Tensile strength and modulus of elasticity in tension parallel to the grain were measured using an 800 kN-capacity horizontal tensile testing machine (BESMAK, Türkiye). The distance between the machine grips was set to 810 mm (9×h), and two LVDTs with 0.001 precision were connected to the gauge at 450 mm (5×h) to measure the deformation (Fig. 8a). In the tensile modulus of elasticity tests, 10000 N was determined as the elastic limit load, and the test speed was adjusted to reach this force within 3 to 5 min.

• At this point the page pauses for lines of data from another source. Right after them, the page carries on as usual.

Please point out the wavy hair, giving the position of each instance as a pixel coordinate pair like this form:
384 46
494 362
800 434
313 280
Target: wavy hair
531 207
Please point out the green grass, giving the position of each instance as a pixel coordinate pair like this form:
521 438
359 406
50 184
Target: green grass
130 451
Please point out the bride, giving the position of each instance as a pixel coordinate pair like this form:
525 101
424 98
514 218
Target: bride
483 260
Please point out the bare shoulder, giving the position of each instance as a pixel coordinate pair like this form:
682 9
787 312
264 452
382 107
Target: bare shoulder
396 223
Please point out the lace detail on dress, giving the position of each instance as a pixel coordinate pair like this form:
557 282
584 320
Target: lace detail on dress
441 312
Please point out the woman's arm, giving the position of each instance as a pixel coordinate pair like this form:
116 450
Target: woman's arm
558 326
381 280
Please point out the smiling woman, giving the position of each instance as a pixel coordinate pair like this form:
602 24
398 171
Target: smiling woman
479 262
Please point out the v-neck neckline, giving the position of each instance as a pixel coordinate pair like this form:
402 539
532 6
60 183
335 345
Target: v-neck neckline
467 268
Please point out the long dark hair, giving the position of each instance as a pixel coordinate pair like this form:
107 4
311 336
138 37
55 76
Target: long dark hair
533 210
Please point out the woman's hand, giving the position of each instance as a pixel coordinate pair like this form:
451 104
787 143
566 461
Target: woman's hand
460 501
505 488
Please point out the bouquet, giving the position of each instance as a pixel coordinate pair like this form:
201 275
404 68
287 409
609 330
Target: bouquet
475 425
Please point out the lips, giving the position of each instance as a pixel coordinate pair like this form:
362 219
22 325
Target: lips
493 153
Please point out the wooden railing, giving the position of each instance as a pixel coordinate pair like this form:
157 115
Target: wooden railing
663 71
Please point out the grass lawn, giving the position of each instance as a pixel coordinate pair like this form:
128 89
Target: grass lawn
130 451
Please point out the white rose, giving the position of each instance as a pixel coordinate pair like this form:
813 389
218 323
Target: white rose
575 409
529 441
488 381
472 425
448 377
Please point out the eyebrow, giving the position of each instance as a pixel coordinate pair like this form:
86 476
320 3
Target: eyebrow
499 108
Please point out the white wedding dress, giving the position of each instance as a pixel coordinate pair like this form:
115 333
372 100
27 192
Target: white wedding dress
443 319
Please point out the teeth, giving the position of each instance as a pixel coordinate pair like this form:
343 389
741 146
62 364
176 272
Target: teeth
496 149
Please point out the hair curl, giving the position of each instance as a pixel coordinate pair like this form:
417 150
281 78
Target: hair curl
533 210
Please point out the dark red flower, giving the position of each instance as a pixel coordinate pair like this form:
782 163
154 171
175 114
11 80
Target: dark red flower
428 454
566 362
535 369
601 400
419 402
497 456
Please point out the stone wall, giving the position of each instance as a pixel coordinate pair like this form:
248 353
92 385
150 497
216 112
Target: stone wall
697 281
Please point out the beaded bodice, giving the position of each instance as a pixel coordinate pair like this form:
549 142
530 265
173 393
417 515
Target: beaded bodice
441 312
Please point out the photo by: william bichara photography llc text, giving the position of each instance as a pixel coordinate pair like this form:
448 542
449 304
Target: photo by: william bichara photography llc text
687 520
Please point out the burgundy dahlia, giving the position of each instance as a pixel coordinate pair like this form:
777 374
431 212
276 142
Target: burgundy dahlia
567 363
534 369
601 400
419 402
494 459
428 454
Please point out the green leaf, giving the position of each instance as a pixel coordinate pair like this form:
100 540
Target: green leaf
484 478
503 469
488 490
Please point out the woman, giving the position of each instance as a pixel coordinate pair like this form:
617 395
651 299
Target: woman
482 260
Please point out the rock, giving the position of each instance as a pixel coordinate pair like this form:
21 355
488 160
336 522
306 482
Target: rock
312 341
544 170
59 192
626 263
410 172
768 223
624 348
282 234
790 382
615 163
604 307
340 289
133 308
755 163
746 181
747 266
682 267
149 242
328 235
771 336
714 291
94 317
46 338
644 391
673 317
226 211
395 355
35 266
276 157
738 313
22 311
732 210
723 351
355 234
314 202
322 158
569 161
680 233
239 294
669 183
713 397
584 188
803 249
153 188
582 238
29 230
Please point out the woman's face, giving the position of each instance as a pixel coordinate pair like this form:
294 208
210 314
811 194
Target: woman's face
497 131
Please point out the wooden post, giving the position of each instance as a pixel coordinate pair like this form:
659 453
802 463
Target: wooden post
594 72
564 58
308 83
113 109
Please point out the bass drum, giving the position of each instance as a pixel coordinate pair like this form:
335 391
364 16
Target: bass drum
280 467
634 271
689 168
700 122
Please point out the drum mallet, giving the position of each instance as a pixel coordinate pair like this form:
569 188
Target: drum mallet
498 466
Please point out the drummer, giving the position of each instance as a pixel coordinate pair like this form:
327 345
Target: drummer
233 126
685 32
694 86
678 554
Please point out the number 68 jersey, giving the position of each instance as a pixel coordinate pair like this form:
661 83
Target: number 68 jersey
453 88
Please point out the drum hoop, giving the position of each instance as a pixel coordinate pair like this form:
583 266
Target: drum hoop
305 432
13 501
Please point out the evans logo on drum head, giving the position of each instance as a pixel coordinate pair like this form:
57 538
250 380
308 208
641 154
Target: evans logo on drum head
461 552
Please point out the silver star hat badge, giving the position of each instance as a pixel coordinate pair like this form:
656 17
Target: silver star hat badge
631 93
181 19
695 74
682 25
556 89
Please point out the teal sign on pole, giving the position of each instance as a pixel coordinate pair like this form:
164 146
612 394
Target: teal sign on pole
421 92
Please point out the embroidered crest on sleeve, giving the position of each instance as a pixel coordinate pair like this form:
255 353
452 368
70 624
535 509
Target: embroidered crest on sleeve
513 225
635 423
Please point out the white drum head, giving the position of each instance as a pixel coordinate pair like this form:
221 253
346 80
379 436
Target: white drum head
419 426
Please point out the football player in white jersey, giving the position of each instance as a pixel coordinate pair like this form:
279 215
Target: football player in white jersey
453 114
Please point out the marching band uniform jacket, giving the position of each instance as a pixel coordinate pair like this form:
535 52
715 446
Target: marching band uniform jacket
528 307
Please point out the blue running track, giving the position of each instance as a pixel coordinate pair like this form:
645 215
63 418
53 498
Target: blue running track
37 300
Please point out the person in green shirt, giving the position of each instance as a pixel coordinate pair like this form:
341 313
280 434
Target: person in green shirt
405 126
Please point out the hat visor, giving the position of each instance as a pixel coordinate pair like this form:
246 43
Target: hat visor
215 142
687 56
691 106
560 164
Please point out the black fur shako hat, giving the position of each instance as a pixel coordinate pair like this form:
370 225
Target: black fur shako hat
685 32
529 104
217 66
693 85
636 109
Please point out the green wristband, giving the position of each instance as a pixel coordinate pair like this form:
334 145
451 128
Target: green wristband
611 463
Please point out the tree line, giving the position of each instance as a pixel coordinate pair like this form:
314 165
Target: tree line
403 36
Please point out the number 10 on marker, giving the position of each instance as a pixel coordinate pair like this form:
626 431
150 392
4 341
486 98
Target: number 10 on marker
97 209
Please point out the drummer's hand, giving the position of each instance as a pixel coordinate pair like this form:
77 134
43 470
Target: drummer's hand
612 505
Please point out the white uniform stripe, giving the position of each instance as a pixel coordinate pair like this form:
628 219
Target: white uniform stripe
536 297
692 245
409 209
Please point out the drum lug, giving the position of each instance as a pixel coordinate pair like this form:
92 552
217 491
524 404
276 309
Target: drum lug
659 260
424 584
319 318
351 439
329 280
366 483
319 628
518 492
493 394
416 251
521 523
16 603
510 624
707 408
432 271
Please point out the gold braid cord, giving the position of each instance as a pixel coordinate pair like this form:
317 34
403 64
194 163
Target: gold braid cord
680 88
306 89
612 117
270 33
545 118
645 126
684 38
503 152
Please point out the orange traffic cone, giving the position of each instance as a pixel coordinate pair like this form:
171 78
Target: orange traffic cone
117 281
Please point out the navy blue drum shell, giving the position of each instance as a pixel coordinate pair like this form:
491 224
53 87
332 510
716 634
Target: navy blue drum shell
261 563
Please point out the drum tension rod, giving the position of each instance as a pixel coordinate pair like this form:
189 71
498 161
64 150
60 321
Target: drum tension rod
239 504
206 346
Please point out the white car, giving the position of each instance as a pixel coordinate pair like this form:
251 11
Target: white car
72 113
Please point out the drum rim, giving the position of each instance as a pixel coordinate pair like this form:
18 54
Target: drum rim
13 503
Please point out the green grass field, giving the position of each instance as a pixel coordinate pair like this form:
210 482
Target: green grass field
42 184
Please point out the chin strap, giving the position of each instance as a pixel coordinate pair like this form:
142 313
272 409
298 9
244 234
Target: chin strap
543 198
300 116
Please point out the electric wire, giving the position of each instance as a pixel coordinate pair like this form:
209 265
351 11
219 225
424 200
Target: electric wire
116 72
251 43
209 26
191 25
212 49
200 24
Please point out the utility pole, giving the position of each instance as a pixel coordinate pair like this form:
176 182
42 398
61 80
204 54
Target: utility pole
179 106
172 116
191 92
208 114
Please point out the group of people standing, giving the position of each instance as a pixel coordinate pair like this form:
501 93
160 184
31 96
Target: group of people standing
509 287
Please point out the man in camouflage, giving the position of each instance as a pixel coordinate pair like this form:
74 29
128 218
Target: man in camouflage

After determining the tensile modulus of elasticity for all samples, the same sample was subjected to edgewise bending tests to determine the bending modulus of elasticity. Edgewise bending strength and modulus of elasticity in bending tests were performed on a 300 kN capacity bending testing machine (BESMAK, Türkiye). The distance between the supports was set to 1620 mm (18×h), the distance between the loading points to 540 mm (6×h), and the deformation was measured at the midpoint of the sample using a single LVDT with 0.001 precision (Fig. 8b). The elastic limit load for this test was determined as 1200 N. The test speed was adjusted to reach this force within 3 to 5 min. The elastic limit loads for both the tensile and bending modulus of elasticity tests were determined through preliminary tests. The modulus of elasticity in tension parallel to grain and the global modulus of elasticity in edgewise bending were calculated using Eqs. 2 and 3, respectively.